Der Allgemeinarzt Dr. Z. hat in seinem von Amts wegen eingeholten Gutachten vom 30.08.2000 ausgeführt, der Kläger könne nur leichte, gelegentlich mittelschwere Arbeiten in wechselnder Körperhaltung überwiegend im Sitzen vollschichtig verrichten. Demgegenüber hat der Unfallchirurg Dr. H. in seinem gemäß § 109 SGG eingeholten Gutachten vom 13.09.2001 ab 1999 ein untervollschichtiges Leistungsvermögen und ab 01.12. 2000 ein untersechsstündiges Leistungsvermögen mit zusätzlichen qualitativen Leistungseinschränkungen bejaht. Dem haben sich weder Dr. Z. noch Dr. L. , der Beratungsarzt der Beklagten, anschließen können.

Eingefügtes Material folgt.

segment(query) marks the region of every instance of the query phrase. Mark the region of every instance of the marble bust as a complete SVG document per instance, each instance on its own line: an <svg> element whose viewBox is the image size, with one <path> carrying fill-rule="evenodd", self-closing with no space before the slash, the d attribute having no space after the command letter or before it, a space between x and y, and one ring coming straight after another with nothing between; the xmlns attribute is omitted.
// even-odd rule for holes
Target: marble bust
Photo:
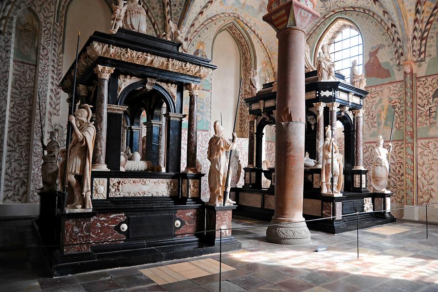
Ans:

Das Sozialgericht hat die Klage - gestützt auf das Gutachten Dr. Z. - am 12.04.2002 abgewiesen: Der Kläger habe sich 1994 vom erlernten Beruf gelöst. Gesundheitliche Gründe seien nicht nachgewiesen, nachdem die Firma M. aus Arbeitsmangel gekündigt, der Kläger sich nach 1995 um eine Stelle als Elektriker beworben und er nach den Arbeitsunfällen 1971 und 1977 noch bis Februar 1995 als Elektroinstallateur gearbeitet habe. Als bisheriger Beruf gelte daher der als Beschilderer, weshalb der Kläger auf den allgemeinen Arbeitsmarkt zu verweisen sei.
Gegen den am 05.05.2002 zugestellten Gerichtsbescheid hat der Kläger am 16.07.2002 Berufung eingelegt und Berufsschutz sowie ein fehlendes vollschichtiges Leistungsvermög...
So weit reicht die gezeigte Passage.